26 Mart 2020 Perşembe

25.03.2020 - Çamaşır Makinasının Sıkma Modunda Oynamak

Araya başka işler girdi, günlüğe kısa bir ara verdim. Çok yoğundum diyeceğim bildiğiniz Woody Allen mizahı olacak ama öyleydi.  Her gün bir sınıf öğrencimle görüntülü etkinlik yapıyorum. Kendimi iyi hissettiriyor. Sanırım çocukları da. Masal da derslerime saygılı biçimde bazen izliyor, bazen katılıyor, bazen de biten etkinlik üzerine yorun yapıyor.
-Baba ben bu öğrencini çok sevdim.
-Baba bu öğrencin neden hep soru soruyor. Bir nevi rehberlik hizmeti veriyor bana.

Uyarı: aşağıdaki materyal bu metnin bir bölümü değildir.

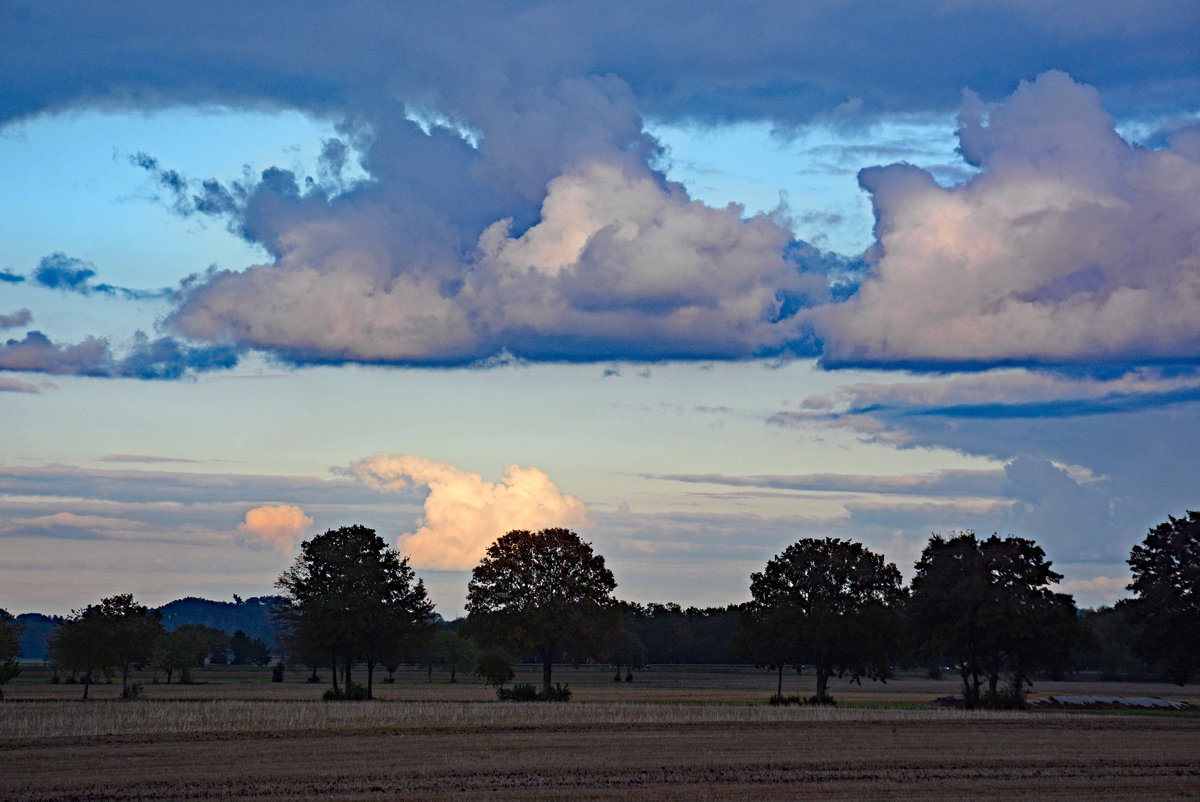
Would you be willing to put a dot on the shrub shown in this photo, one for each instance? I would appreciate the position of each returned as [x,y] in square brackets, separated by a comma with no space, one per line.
[558,693]
[354,692]
[784,701]
[528,692]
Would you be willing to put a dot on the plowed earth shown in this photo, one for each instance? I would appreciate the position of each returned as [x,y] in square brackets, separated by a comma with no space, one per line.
[1069,756]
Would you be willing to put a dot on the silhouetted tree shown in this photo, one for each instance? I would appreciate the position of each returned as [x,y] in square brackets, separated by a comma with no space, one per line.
[831,603]
[186,647]
[353,597]
[451,652]
[1165,606]
[10,647]
[249,651]
[117,634]
[541,593]
[989,606]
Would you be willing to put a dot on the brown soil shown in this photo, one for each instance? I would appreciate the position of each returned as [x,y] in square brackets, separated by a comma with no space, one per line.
[1071,756]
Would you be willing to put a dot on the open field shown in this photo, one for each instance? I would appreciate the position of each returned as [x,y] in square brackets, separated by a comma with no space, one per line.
[670,735]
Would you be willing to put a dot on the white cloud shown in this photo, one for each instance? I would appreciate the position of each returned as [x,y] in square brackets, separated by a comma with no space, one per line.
[1069,245]
[279,526]
[465,514]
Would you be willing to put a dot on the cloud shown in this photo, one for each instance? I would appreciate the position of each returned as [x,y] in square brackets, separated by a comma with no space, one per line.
[279,527]
[71,526]
[1068,246]
[17,385]
[1090,464]
[69,274]
[619,264]
[514,203]
[941,483]
[21,317]
[61,271]
[165,358]
[463,514]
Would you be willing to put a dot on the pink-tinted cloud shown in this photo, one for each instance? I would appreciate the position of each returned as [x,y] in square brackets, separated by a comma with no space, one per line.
[465,514]
[1069,245]
[279,527]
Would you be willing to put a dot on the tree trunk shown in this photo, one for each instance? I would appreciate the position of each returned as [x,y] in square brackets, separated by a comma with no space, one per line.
[822,682]
[967,701]
[547,660]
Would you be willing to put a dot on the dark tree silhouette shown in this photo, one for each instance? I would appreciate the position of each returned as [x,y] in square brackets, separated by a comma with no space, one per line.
[249,651]
[118,634]
[831,603]
[1165,606]
[989,606]
[541,593]
[353,597]
[185,647]
[10,647]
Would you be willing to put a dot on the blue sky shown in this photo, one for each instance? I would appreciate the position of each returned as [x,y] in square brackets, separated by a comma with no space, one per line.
[267,274]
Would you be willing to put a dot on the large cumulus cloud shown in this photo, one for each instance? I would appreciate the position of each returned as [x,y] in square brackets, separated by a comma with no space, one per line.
[465,514]
[619,263]
[1068,246]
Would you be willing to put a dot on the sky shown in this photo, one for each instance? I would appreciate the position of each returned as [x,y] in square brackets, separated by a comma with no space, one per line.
[694,281]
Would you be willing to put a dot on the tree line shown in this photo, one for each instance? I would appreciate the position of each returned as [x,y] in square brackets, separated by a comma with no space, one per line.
[984,608]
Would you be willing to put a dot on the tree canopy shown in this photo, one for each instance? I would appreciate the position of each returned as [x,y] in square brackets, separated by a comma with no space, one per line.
[543,593]
[831,603]
[1165,606]
[352,597]
[989,606]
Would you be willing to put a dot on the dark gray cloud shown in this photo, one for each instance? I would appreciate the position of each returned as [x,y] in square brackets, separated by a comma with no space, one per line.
[942,483]
[61,271]
[1090,465]
[165,358]
[766,60]
[21,317]
[525,214]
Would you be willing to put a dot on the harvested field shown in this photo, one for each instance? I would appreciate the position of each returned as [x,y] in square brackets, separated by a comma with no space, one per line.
[547,752]
[673,734]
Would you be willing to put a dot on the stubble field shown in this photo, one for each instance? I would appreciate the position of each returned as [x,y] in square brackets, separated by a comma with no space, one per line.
[670,735]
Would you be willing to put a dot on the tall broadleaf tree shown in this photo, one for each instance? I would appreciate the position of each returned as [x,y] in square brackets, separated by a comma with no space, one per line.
[990,606]
[10,647]
[117,634]
[543,593]
[352,597]
[831,603]
[1165,606]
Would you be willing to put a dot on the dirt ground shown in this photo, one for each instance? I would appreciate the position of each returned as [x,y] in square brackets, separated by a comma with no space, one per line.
[673,734]
[1069,756]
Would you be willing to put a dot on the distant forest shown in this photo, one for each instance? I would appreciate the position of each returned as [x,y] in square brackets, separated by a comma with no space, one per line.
[670,633]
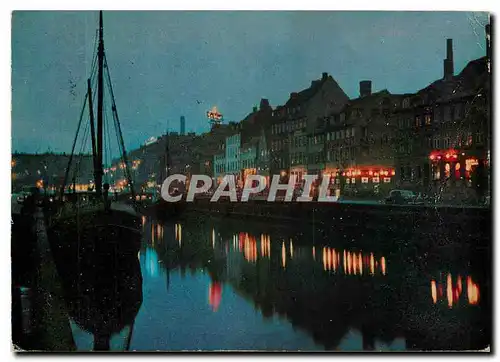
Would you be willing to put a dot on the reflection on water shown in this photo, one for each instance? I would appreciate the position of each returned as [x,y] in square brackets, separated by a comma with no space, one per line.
[318,296]
[454,295]
[352,262]
[214,295]
[271,288]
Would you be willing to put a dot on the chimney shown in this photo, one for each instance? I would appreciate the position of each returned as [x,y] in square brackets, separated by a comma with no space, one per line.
[365,88]
[487,29]
[264,103]
[448,62]
[183,125]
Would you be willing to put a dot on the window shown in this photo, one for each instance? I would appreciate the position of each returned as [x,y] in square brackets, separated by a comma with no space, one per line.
[447,170]
[437,114]
[447,114]
[436,173]
[428,119]
[457,111]
[469,139]
[446,142]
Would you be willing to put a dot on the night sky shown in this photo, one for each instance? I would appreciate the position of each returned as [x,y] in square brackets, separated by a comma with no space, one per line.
[168,64]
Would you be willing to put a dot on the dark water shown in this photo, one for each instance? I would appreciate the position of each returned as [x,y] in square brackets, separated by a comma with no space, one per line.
[236,285]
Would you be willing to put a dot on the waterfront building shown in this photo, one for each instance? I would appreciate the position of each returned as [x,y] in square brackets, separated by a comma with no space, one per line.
[359,142]
[443,131]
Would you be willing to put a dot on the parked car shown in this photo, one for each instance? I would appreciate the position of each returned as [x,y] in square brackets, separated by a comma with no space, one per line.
[404,197]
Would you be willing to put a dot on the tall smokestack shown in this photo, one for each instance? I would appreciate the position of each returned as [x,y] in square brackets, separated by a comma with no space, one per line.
[487,29]
[183,126]
[448,62]
[365,88]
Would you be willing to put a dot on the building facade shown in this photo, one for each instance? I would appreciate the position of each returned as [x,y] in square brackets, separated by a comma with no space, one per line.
[443,131]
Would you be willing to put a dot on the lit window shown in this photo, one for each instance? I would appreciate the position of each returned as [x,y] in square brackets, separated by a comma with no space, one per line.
[428,119]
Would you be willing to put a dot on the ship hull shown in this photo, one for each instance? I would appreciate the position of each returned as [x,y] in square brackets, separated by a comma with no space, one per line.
[95,234]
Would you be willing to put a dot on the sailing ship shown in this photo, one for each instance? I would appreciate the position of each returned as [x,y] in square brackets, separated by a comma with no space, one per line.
[96,221]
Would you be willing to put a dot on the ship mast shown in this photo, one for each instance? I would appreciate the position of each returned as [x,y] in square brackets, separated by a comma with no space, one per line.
[100,95]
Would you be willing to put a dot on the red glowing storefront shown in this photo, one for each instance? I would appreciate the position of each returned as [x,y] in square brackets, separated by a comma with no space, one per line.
[366,178]
[452,165]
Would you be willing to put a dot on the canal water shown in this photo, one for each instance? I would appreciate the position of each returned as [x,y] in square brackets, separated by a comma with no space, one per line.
[213,284]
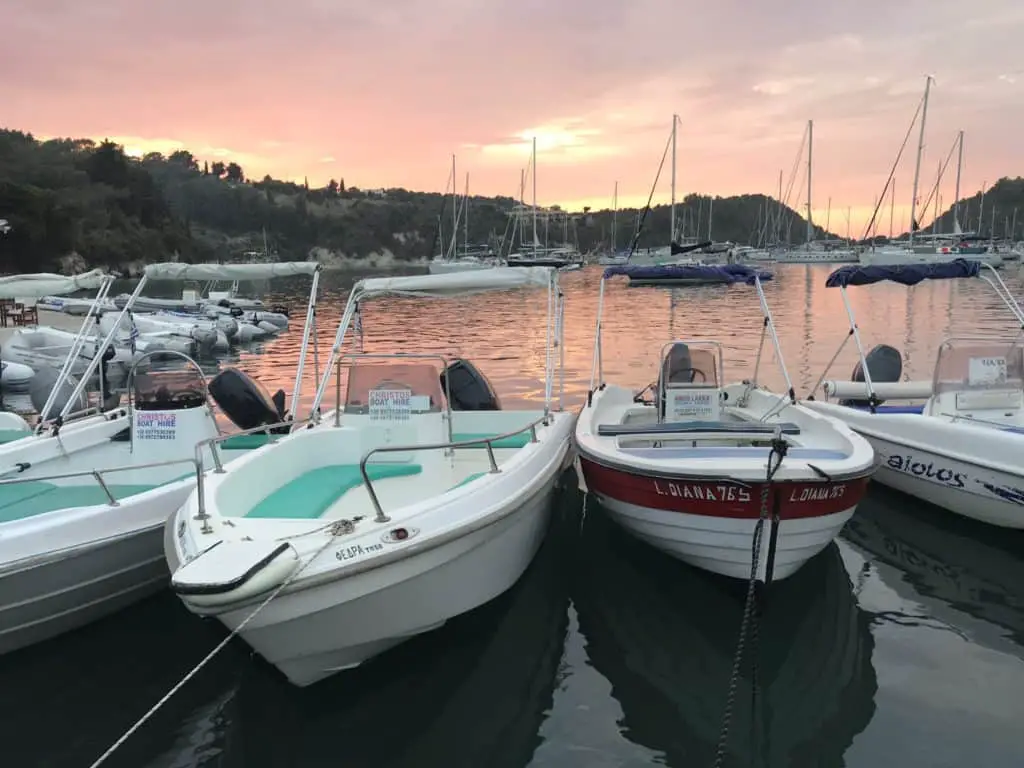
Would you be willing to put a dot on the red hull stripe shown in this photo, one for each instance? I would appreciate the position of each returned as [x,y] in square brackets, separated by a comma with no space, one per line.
[718,499]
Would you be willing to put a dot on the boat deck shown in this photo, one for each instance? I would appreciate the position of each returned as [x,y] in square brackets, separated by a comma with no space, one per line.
[338,491]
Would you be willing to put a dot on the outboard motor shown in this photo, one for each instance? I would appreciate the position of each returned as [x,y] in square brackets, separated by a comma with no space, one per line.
[886,366]
[468,388]
[246,401]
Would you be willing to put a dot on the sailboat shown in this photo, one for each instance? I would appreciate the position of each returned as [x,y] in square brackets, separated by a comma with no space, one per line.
[813,251]
[448,260]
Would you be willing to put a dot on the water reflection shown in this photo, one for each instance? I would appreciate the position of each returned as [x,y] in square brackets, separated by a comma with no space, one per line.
[968,574]
[473,693]
[664,635]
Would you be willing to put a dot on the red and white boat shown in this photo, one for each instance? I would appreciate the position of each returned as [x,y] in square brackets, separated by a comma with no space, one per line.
[686,470]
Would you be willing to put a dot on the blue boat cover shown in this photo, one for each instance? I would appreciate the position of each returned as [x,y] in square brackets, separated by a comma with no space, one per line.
[709,272]
[906,274]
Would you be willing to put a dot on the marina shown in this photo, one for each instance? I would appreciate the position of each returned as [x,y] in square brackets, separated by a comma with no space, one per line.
[598,648]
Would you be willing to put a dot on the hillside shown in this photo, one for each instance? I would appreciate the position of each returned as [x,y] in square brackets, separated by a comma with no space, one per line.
[73,203]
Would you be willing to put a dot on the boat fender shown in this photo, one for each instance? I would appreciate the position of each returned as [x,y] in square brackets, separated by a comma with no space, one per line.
[886,366]
[229,572]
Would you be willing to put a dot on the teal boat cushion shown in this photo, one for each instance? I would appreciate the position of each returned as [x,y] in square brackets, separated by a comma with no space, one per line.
[515,441]
[9,435]
[29,499]
[246,441]
[311,494]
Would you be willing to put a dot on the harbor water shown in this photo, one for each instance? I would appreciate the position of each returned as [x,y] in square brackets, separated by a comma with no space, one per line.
[900,644]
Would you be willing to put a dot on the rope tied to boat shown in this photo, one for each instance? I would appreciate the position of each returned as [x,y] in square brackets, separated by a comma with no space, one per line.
[775,457]
[334,532]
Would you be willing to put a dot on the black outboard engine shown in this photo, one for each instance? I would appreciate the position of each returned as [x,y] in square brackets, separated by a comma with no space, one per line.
[246,401]
[468,388]
[886,366]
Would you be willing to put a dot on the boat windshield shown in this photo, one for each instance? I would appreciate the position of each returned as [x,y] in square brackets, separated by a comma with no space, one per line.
[979,366]
[393,386]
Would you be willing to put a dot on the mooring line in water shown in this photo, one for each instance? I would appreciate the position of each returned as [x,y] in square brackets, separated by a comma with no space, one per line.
[206,659]
[778,450]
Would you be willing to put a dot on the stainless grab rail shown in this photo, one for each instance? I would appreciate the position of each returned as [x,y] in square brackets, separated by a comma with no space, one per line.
[219,466]
[381,517]
[98,475]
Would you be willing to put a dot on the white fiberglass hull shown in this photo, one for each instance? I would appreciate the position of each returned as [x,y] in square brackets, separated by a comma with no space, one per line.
[67,568]
[960,467]
[704,510]
[366,592]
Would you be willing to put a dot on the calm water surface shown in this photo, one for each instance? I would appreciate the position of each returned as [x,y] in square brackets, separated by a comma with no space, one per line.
[901,644]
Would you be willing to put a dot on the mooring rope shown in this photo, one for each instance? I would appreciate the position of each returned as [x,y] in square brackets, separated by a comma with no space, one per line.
[777,453]
[206,659]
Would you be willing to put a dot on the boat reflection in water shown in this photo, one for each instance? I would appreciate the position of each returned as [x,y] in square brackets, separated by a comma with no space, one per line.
[665,634]
[967,573]
[475,692]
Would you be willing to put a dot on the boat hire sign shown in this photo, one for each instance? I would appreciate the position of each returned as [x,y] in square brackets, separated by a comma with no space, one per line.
[689,404]
[986,371]
[390,404]
[155,425]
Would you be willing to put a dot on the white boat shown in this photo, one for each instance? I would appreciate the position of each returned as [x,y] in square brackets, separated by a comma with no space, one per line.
[15,377]
[960,446]
[701,466]
[83,501]
[414,501]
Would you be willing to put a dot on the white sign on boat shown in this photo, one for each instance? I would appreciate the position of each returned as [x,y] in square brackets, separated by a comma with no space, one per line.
[986,371]
[689,404]
[390,404]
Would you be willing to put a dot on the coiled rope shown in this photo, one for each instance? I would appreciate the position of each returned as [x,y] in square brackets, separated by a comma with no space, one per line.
[778,451]
[206,659]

Bugün adım adım yazmayacağım. Belli bir gün sonra çok rutin oluyor. Bu da bir W. Allen espirisi oldu. :)))
Evimizin resmi açılış töreninden bir an

Merdiven altını boşalttık ve Masal'a burası senin evin dedik. İçine bir gece lambası yerleştirdik. Artık bizden sıkıldığında kaçacak bir yeri var. Gerçi bizim ondan sıkıldığımızda kaçacak yeri yok. Bu çocuklar ile evde yaşayan kediler arasında müthiş bir benzerlik var. Her ikisi de evin kralı ve her köşesi kendine ait sanıyor.


Neyse meselenin çocuk yararı boyutuna geleyim. Kız çocukları için iş daha kolay. Evcilik oynamak için ideal bir şey özel bir alan yaratmak. Erkek çocuklar için bir uzay gemisi yapmak (veya ilgi duyduğu tema neyse) mümkün mü diye merak ediyorum. 

Merak ediyorum çünkü ben küçükken saatlerim bir koltuğu arabayı çevirmekle geçerdi. Daha az zaman ise arabada oynayarak geçerdi. Günümüz çocukları hem dijitalde, hem de gerçek dünyada onlar için hazırlanmış oyuncaklarla oynuyor. Arabayı tasarlamak, arabayla oynamaktan daha keyifliydi. Atölye çalışmalarında ben bu oyuna hazırlık aşamasına çamaşır makinasının sıkma modunda oynamak diyorum.

Bu bilinçle dünkü evcilik alanımızı hazırlama işi ortak gerçekleşti. Boşalan merdiven altının dizaynı ise tamamen Masal'a aitti. Oyunda çamaşır makinasının sıkma moduna vardı, iyi de oldu.